Carol Jenkins is a visual artist, writer and publisher living in Sydney, Australia, you can find bits of her work online on her blog Show Me The Treasure. Her first book of poetry Fishing in the Devonian was published in 2008 by Puncher & Wattmann. Her publishing company River Road Press produces audio CDs of Australian poetry.
Mulberries
(written on the occasion of seeing dried white mulberries in Shaza’s Persian Groceries.)
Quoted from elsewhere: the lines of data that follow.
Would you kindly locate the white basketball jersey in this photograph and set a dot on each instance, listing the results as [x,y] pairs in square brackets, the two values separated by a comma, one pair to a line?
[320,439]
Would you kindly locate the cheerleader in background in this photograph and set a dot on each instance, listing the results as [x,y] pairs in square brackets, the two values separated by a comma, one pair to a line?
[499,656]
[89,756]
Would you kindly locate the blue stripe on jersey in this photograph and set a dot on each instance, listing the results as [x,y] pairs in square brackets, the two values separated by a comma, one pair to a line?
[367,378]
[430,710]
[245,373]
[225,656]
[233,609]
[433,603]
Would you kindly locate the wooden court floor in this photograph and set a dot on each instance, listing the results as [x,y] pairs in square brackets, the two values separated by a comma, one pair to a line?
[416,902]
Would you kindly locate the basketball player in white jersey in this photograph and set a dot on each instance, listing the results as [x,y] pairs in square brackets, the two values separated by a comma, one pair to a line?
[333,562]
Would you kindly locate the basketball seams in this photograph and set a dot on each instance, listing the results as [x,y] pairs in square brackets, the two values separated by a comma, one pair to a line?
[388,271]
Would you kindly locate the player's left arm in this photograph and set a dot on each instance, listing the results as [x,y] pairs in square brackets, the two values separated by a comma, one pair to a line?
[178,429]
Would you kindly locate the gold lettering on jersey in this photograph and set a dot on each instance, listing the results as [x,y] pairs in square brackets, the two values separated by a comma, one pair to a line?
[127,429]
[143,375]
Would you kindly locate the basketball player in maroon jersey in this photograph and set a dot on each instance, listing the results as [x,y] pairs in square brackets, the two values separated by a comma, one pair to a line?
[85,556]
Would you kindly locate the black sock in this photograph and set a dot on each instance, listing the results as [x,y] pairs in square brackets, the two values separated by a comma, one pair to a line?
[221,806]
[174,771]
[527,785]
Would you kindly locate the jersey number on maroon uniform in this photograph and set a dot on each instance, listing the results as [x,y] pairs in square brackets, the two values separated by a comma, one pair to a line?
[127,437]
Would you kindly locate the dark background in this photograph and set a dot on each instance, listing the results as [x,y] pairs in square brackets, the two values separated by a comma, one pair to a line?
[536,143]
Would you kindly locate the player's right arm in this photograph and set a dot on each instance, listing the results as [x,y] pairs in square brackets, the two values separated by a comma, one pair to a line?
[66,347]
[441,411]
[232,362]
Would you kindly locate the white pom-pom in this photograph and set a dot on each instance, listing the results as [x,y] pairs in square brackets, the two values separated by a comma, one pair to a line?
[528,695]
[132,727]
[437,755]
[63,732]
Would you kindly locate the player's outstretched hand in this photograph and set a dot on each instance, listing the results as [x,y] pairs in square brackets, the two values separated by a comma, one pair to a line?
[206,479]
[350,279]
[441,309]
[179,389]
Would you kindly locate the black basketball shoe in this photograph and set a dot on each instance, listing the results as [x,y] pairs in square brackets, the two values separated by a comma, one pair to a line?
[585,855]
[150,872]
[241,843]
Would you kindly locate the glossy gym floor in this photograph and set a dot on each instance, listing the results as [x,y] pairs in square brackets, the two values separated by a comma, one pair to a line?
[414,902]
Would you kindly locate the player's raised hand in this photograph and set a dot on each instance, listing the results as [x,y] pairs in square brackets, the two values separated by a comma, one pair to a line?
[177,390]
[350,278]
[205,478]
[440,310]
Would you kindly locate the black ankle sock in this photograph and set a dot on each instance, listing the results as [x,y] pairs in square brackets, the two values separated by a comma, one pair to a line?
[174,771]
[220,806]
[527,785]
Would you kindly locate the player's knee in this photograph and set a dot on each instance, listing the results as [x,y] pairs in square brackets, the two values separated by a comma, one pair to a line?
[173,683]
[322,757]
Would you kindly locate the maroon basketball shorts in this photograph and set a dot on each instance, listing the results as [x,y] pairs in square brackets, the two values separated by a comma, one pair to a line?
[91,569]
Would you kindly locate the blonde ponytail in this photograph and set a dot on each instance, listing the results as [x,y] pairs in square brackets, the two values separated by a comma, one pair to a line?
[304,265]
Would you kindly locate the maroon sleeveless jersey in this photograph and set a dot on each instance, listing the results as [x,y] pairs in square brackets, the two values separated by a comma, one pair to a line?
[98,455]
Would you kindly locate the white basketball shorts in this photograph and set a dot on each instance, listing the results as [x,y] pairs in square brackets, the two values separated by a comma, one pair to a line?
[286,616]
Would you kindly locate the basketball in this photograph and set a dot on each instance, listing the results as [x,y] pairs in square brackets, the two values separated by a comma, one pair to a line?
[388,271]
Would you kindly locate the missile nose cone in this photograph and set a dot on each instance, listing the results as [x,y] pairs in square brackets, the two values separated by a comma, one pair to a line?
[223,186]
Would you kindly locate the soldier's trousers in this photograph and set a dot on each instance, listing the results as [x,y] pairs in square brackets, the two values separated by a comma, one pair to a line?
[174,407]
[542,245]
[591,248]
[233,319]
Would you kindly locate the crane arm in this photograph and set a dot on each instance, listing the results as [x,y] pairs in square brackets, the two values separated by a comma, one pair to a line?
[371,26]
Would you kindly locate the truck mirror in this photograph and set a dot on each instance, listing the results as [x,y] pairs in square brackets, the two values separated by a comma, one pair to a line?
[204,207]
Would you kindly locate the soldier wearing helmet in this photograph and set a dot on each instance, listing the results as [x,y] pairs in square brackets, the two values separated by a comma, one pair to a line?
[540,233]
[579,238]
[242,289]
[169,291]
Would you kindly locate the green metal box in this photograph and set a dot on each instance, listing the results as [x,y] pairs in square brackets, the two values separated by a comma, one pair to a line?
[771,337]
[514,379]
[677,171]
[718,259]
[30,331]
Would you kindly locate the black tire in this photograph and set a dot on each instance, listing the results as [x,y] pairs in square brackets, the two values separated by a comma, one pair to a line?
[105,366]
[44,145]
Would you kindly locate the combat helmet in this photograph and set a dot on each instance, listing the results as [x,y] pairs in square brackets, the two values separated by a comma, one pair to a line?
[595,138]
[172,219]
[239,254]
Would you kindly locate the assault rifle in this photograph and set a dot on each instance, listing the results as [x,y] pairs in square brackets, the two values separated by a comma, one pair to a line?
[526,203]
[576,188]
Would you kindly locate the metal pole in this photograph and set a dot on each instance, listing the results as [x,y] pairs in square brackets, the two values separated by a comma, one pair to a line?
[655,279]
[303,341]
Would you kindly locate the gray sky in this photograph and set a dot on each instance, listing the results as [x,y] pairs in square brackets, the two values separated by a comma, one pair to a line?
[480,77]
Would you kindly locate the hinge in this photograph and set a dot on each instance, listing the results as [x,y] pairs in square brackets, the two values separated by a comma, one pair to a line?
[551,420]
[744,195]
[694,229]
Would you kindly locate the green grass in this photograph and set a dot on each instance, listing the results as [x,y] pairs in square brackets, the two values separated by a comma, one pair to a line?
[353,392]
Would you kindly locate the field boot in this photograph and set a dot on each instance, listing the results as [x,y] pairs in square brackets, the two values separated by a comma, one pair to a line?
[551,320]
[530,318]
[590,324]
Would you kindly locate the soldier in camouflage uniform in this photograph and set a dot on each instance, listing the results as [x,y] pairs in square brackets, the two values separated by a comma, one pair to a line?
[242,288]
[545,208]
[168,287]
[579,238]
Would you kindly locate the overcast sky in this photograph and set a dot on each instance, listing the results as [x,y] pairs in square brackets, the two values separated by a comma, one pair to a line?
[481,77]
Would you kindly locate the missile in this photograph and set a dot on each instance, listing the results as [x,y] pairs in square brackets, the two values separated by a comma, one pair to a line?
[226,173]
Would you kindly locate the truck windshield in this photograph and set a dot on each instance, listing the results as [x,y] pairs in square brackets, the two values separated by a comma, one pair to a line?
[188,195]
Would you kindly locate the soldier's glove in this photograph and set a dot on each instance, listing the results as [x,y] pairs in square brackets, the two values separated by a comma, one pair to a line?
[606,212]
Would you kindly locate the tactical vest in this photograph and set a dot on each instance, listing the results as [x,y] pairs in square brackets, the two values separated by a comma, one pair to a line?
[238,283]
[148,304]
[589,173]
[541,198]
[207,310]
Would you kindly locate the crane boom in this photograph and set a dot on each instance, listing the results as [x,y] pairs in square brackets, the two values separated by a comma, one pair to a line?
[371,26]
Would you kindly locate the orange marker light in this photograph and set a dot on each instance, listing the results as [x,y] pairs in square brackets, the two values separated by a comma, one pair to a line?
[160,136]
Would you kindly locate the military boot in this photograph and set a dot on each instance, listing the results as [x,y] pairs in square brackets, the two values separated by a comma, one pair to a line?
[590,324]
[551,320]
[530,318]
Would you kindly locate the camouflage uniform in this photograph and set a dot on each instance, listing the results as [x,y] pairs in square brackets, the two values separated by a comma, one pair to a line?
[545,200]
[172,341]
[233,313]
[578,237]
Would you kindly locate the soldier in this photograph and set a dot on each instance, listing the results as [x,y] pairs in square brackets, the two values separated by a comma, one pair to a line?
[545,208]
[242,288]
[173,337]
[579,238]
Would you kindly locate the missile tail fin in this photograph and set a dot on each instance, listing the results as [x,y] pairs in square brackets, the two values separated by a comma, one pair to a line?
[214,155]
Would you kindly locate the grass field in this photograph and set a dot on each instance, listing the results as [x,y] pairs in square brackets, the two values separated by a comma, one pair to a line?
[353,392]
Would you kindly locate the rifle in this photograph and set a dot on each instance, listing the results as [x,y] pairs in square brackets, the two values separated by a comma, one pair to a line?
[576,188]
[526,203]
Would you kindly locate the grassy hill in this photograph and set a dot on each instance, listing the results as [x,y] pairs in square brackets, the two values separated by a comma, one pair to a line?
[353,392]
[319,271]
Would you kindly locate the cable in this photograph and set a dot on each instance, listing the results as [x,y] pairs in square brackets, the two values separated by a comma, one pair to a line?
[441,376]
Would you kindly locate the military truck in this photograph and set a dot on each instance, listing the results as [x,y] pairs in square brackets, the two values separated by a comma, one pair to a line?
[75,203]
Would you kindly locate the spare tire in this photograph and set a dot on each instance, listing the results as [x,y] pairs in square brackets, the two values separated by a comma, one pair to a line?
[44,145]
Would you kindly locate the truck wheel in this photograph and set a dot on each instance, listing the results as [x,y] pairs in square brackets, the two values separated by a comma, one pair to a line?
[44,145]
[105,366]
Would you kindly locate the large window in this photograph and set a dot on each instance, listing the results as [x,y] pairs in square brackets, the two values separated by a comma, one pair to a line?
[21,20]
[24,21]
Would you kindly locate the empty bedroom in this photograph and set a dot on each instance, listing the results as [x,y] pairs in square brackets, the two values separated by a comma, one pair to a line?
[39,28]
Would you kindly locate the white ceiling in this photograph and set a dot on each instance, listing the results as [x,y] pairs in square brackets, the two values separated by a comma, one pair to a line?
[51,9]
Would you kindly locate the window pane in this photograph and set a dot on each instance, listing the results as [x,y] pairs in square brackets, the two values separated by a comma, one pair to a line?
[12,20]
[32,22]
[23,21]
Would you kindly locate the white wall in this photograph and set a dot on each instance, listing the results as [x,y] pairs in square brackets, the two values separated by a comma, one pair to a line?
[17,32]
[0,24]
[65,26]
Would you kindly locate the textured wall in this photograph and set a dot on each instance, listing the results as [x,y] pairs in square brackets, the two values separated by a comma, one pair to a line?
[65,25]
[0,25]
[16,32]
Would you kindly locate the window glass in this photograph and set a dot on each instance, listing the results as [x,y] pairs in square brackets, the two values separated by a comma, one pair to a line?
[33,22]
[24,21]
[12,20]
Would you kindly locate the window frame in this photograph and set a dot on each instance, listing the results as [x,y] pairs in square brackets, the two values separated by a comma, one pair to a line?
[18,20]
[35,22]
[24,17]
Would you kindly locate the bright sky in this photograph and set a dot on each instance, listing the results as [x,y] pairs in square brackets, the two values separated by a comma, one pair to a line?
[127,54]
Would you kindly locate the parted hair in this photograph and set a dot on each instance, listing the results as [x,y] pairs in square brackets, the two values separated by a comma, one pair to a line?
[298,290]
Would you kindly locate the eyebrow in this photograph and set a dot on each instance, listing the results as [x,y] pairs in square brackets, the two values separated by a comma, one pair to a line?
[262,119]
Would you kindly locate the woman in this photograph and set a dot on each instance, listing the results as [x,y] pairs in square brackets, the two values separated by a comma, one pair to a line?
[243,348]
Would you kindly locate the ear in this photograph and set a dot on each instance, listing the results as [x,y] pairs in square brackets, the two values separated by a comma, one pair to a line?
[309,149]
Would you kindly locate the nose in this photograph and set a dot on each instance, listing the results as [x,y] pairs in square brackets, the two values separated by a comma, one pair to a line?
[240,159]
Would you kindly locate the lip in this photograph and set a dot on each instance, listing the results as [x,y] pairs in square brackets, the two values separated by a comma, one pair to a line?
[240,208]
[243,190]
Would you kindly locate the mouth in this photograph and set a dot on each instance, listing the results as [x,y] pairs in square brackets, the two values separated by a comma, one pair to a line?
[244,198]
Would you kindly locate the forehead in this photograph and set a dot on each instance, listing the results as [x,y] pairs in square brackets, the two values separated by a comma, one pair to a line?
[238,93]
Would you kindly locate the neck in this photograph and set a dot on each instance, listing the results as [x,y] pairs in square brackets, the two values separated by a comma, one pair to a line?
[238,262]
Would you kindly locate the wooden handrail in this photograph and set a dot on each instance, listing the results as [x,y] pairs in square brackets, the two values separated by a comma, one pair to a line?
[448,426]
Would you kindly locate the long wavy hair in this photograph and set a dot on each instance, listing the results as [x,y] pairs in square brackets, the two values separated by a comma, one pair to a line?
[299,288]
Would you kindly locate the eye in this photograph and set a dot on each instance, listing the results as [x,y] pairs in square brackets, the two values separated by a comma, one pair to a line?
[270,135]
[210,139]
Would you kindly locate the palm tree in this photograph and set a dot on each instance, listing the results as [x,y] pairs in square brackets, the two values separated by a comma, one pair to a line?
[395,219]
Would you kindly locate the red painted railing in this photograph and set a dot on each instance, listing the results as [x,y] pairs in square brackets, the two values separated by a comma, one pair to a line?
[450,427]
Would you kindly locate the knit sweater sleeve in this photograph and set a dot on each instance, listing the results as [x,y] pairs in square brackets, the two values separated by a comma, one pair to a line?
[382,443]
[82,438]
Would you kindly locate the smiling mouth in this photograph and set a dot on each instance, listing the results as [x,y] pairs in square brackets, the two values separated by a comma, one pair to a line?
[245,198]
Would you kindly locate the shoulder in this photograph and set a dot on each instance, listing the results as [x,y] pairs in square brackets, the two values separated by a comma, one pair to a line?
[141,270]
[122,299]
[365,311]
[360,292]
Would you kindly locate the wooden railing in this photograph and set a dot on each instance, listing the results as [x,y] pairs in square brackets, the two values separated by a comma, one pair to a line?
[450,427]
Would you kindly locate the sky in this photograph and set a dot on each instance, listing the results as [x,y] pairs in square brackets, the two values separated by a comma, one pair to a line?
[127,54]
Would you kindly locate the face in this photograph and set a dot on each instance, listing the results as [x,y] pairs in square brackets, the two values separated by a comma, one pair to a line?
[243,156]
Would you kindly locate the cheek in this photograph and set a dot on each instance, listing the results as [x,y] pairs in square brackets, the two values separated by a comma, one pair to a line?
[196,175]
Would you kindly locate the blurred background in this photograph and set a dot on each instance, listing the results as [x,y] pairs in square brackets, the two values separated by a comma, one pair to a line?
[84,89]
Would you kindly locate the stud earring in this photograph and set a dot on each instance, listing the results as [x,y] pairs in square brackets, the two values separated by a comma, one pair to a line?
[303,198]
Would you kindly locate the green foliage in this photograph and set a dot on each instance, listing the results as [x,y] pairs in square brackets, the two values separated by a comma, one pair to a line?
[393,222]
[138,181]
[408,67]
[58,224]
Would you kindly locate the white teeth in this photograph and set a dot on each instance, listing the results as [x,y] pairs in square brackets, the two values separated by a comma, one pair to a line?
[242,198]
Somewhere I am in a mulberry tree,
tucked into the green skirt that nearly drapes
the ground. I am wearing blue shorts
and a white top, a two-piece set made
of terry-towelling, and on the top, appliquéd,
are green leaves and under this calyx suspended,
free, are terry towelling strawberries, that are delicious
but inedible and then, to one side, and then another
splatters of dark mulberry juice, indelible.
Spice Trade
Your amalgam, a pestling of hard seeds
and dry leaf, has vanilla moments
not plain but sweet, tempered down with constant
coriandering, enlivened with words of sumac,
heat of chili on the tongue, the sharp
and pungent turns galangal-ish,
and your barberry tang that raises shiver
from the well below my solar plexus,
shakes up taste buds on my torso, before it sinks
into my sub-continent of spice.
I offer back a citric acid discipline,
the honey bee’s diasporas, mycelia of salty plums
that spring backwards from the tongue
what you never thought to think, as day dissolves,
about the ragged illegalities of juniper
or might you ask, before all the aromatics
do some limbo in ras el hanout, about the rosehips?